When I was predicting inflation as an outcome of the crash in the stock market bubble in 2000, reporter Ross Kerber of the Boston Globe said in an article on iTulip.com in 2002 that my prediction was incorrect so far.  
He was right, at the time.  My prediction in 2002 of the result of the decline of the housing bubbles?  More inflation.  The problem with making these kinds of long term predictions is they take many years to play out. But as far as I'm concerned, the die was cast in 1996 when Greenspan noted the stock market bubble but decided for reasons historians will debate for decades to allow it to grow to outrageous proportions.  Now the Fed is on a liquidity treadmill -- they have to keep The System going -- and any random exogenous event that may occur only raises inflation risks.  Since 2001, the best return on risk has been to buy assets that hedge inflation.

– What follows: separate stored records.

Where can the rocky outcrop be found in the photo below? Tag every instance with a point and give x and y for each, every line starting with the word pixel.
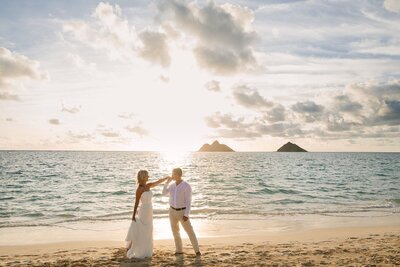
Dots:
pixel 215 147
pixel 290 147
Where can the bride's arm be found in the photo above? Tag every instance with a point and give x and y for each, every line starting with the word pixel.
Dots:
pixel 139 193
pixel 151 185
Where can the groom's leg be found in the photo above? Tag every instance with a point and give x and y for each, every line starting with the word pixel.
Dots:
pixel 174 220
pixel 190 232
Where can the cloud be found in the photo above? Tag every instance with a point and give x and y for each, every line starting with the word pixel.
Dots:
pixel 380 102
pixel 72 110
pixel 137 130
pixel 54 121
pixel 126 116
pixel 309 110
pixel 213 86
pixel 226 125
pixel 392 5
pixel 79 136
pixel 15 69
pixel 344 104
pixel 155 48
pixel 8 96
pixel 109 133
pixel 276 114
pixel 106 31
pixel 250 98
pixel 224 38
pixel 81 63
pixel 360 110
pixel 164 78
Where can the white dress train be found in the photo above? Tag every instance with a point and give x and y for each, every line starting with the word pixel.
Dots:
pixel 139 239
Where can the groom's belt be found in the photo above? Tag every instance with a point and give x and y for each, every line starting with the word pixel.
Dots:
pixel 178 208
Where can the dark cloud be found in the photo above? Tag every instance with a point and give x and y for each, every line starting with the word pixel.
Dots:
pixel 155 48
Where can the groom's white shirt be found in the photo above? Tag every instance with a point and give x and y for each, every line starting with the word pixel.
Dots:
pixel 179 196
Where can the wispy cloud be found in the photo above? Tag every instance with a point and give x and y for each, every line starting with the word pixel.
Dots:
pixel 223 33
pixel 54 121
pixel 72 110
pixel 213 86
pixel 15 69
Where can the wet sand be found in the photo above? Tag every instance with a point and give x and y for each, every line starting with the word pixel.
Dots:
pixel 362 246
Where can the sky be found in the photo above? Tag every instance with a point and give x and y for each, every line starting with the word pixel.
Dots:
pixel 173 75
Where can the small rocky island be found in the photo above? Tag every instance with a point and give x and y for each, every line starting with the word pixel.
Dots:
pixel 215 147
pixel 290 147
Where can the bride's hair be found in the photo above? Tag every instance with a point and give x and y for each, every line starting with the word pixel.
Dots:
pixel 141 177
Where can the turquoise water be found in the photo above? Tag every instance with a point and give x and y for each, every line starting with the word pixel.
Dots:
pixel 52 188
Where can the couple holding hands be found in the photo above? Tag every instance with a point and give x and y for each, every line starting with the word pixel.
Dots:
pixel 140 234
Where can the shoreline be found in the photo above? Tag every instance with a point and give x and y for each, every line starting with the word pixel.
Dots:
pixel 329 246
pixel 214 228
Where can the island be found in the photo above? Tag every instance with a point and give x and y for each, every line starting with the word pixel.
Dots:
pixel 215 147
pixel 290 147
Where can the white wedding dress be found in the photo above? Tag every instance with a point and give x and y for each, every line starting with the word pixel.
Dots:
pixel 139 239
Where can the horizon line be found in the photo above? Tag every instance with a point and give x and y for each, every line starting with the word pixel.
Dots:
pixel 186 151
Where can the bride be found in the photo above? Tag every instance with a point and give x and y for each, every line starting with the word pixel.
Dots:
pixel 139 240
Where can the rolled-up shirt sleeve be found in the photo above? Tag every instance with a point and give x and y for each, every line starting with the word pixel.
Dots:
pixel 166 190
pixel 188 199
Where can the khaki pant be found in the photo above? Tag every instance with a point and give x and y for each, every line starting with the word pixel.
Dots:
pixel 176 217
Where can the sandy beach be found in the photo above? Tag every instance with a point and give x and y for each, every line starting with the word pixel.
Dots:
pixel 355 246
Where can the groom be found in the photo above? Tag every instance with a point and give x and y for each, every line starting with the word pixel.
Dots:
pixel 180 197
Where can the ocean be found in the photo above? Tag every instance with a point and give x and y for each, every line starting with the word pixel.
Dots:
pixel 50 188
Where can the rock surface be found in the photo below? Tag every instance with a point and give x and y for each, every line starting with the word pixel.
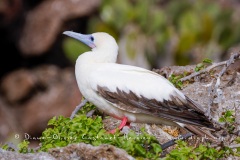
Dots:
pixel 29 98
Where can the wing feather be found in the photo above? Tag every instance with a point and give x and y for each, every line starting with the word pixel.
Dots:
pixel 142 91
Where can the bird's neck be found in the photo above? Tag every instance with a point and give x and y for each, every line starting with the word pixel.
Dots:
pixel 104 55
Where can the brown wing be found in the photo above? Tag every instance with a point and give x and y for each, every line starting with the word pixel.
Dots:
pixel 175 109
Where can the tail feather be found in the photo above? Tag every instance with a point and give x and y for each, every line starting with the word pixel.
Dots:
pixel 201 132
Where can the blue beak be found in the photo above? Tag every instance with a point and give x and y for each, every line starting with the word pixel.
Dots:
pixel 87 39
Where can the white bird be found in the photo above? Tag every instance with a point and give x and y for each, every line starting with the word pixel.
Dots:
pixel 130 93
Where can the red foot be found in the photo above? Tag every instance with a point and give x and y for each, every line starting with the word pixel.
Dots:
pixel 123 123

The fortunes of the real estate farmers are starting to shrink as kudzu for sale reaches its nadir for the cycle.  Hedge funds started to see their returns fall off in 2005 and have been placing inceasingly risky bets in order to maintain returns.  Maybe the Fed has built a better mouse trap and the secondary bubbles in real estate and other assets that formed as a result of policy actions to mitigate the impact of the collapse of the stock bubble will this time end with a wimper not a bang.  Still, taking out some insurance against the possibility of an inflationary result is wise.